La scuola è certamente una delle istituzioni più importanti per la vita di uno stato democratico. La laicità della scuola e la sua apertura a tutti gli studenti senza distinzione di sesso, di lingua, di etnia, di religione sono sicuramente i suoi caratteri distintivi e allo stesso tempo i suoi indiscutibili punti di forza. La scuola è laica perché laico è lo Stato, ma come si pone essa nei confronti della questione religiosa? La scuola italiana rimane neutrale davanti alle tematiche che investono la fede? Che idea si fa della religione uno studente che esce dalla scuola statale?
È un dato di fatto che gran parte degli insegnanti non si riconoscano nella Chiesa, lo diciamo senza un giudizio di valore, ma solo come constatazione. Se nel recente passato una buona fetta degli insegnanti era apertamente ostile alla Chiesa e particolarmente ideologizzata, oggi si assiste a una maggiore indifferenza verso il fatto religioso (e forse, anche se paradossalmente, anche ad una maggiore apertura al dialogo). In una tale situazione, quando un insegnante si trova ad esempio davanti a una pagina di storia eccessivamente critica nei confronti della Chiesa, questo docente, non avendo alcun affetto per la Chiesa, può anche farsi scivolare addosso il fatto che l’autore del testo abbia calcato la mano.
Sono forse i libri di testo oggi a costituire il maggiore problema per il tema che stiamo trattando. Senza fare dietrologie, ma solo osservando una tendenza generale, si può constatare che i programmi scolastici, e dunque i libri di testo che ad essi si ispirano, presentano il fattore religioso come qualcosa di legato al passato e in un certo senso di superato.
Per esempio, in letteratura, il Cantico delle Creature è universalmente riconosciuto come uno dei primi testi della lingua italiana, oppure, ampio spazio viene dato allo studio della Divina Commedia, tutta permeata di riferimenti religiosi. Però, man mano che ci si avvicina all’età contemporanea, le tematiche religiose, pur presenti in vari autori sia del Novecento che contemporanei, vengono taciute.
La stessa cosa si può dire in ambito storico: se, ad esempio, viene dato ampio risalto al Concilio di Trento, niente, o quasi niente, viene detto del Concilio Vaticano II. Eppure quest’ultimo è l’evento storico-religioso più vicino a noi e quello che maggiormente ha influito sulla fisionomia della Chiesa di oggi. Risultato: la visione della Chiesa che un ragazzo si può formare è del tutto deformata rispetto alla realtà attuale, perché inevitabilmente legata a un’immagine del passato.
L’aspetto più drammatico riguarda il campo scientifico.
Uno studente che esce da un qualsiasi istituto superiore, con molta probabilità, ritiene che fra religione e scienza vi sia una irrimediabile opposizione.
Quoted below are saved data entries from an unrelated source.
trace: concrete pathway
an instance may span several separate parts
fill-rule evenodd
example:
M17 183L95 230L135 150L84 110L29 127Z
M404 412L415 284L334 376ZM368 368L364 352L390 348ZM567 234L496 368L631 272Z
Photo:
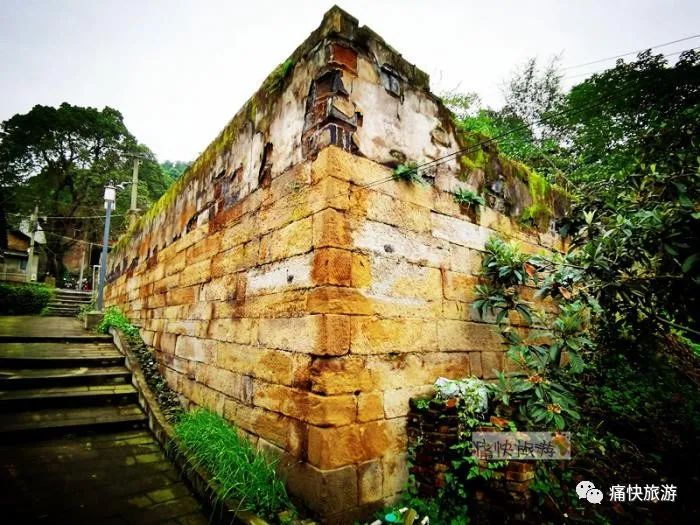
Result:
M208 523L129 378L75 319L0 317L3 523Z

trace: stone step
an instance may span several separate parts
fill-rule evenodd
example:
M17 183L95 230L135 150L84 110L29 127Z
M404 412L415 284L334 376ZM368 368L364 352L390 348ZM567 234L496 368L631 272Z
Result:
M0 368L0 390L126 384L130 377L131 372L125 366L48 369Z
M87 304L87 303L74 303L74 304L66 304L66 303L49 303L46 305L46 309L50 312L52 310L71 310L73 312L77 312L80 310L80 307L82 304Z
M79 308L74 307L74 306L47 306L46 307L46 312L51 314L51 315L62 315L62 314L70 314L70 315L76 315L79 311Z
M62 314L70 314L70 315L76 315L79 311L79 308L74 307L74 306L47 306L46 307L46 312L49 313L50 315L62 315Z
M107 343L0 343L2 368L118 366L124 356Z
M107 343L112 342L112 336L107 334L89 334L85 335L0 335L0 344L2 343Z
M46 308L49 310L79 310L81 304L87 303L49 303Z
M86 304L92 301L91 296L73 296L73 295L54 295L50 302L55 303L76 303L76 304Z
M0 414L0 439L141 428L145 422L146 416L134 404L22 411Z
M88 385L0 391L0 412L49 407L128 405L138 401L132 385Z
M92 296L91 291L73 290L72 288L56 288L54 290L54 293L56 295L70 295L70 296L75 296L75 297L91 297Z
M84 304L89 303L90 297L74 297L72 295L54 295L49 304L51 303L70 303L70 304Z

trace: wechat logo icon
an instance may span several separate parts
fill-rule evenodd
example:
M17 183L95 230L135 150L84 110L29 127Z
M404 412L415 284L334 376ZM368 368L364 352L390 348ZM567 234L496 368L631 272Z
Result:
M603 501L603 492L595 488L595 485L590 481L581 481L576 485L576 494L578 499L586 498L589 503L599 505Z

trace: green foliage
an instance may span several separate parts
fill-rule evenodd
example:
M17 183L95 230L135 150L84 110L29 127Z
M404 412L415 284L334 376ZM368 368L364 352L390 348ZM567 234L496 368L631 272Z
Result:
M526 267L529 258L520 251L517 243L491 237L484 246L484 252L482 275L494 284L509 288L528 282L532 273Z
M168 186L175 182L190 167L191 162L183 162L181 160L166 160L160 163L160 169L168 182Z
M169 185L155 157L138 144L121 113L63 103L59 107L36 105L0 124L0 187L5 211L28 216L38 204L46 233L49 271L63 275L63 254L73 240L99 243L102 224L80 219L104 213L105 184L131 181L133 160L142 156L138 206L147 208ZM117 194L112 233L126 226L123 217L130 206L129 191ZM0 210L0 214L2 210ZM0 220L0 226L4 221ZM0 230L0 237L4 236Z
M97 331L106 334L110 328L121 330L128 337L139 337L139 329L131 324L129 319L116 306L105 309L104 317L97 326Z
M84 321L85 317L87 317L87 314L89 312L94 312L97 309L97 304L95 303L95 299L92 299L88 304L81 304L78 307L78 313L76 314L76 317L80 321Z
M481 271L488 284L477 287L474 305L482 317L489 312L496 314L508 343L508 358L527 371L524 378L498 372L498 382L491 387L500 405L496 410L510 415L516 408L521 424L530 429L561 430L580 418L575 398L564 385L573 380L573 374L583 371L581 354L593 345L587 337L590 313L589 305L577 300L561 304L559 314L553 318L547 318L544 312L533 316L530 305L520 300L519 290L540 282L552 289L552 282L543 281L538 274L544 268L543 261L544 258L526 256L513 243L496 237L489 239ZM538 329L531 330L526 338L511 330L504 324L511 311L529 324L536 317L540 322ZM564 353L567 366L562 364Z
M476 93L461 93L456 89L441 93L440 99L458 121L470 118L481 103Z
M41 313L53 293L52 288L43 284L0 283L0 315Z
M552 121L577 160L570 179L616 175L624 184L640 161L662 165L697 154L699 66L697 51L681 54L673 67L647 51L574 86L556 108L566 113Z
M417 184L425 184L425 179L420 176L416 164L413 162L409 162L408 164L399 164L396 166L392 177L394 180L404 181L409 184L414 182Z
M193 468L203 468L217 485L216 496L239 502L240 510L272 518L292 507L276 462L240 437L236 428L207 410L182 415L175 434Z
M496 316L502 323L511 310L517 311L528 322L532 322L529 305L520 300L518 286L534 282L534 267L515 243L506 243L498 237L490 238L484 247L481 275L487 284L476 287L477 300L474 308L482 318L487 314Z
M473 208L478 208L479 206L486 206L486 200L484 199L484 197L466 188L460 188L457 191L455 191L454 199L457 204L462 204L464 206L469 206Z
M544 175L527 178L533 206L521 220L547 219L543 182L572 181L573 209L560 224L570 245L565 254L526 259L490 244L476 306L496 316L509 357L523 369L491 386L496 411L519 427L574 433L570 464L538 469L540 502L559 510L554 522L567 511L598 519L572 494L572 473L602 485L695 477L687 458L695 454L689 436L698 432L700 396L683 372L697 370L692 349L700 343L700 54L684 53L670 67L662 55L642 53L563 98L543 99L521 82L533 71L509 83L507 108L472 107L458 126L497 137L524 125L497 139L501 151ZM549 122L538 128L535 116ZM479 155L468 160L488 164ZM539 287L537 297L556 300L558 311L523 304L524 285ZM511 320L534 329L525 338ZM673 341L691 349L680 366ZM682 521L688 511L682 504L624 510L639 522Z

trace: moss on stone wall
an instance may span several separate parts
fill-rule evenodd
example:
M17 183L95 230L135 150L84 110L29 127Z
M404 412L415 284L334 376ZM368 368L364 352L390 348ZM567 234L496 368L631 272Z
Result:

Effettivamente, nel suo percorso di studi ha incontrato casi problematici come il “caso Galilei”, la “questione darwinista” o le dispute sull’origine dell’universo, ma difficilmente avrà trovato qualche insegnante disposto a spiegargli come il cristianesimo con le sue strutture concettuali abbia favorito la nascita e lo sviluppo della scienza oppure come tantissimi uomini di fede si siano dedicati con passione alla ricerca scientifica.
C’è infine un ultimo aspetto sul quale riflettere e riguarda il malinteso che si crea attorno alla parola laicità o, meglio, su come essa viene messa in pratica. A volte si ha l’impressione che, in ossequio a tale principio, se la Chiesa ha compiuto qualcosa di buono nel corso della storia lo si debba tacere. Al contrario, tutto quello che è stato problematico o controverso, come le crociate, l’inquisizione o il già citato “caso Galilei” trova ampio spazio nei libri di testo. Poiché il cristianesimo costituisce uno dei pilastri della nostra cultura occidentale, quando se ne offre un’immagine svilita e addirittura vilipesa, si inoculerà inevitabilmente negli studenti un senso di avversione per la propria storia e per le proprie origini.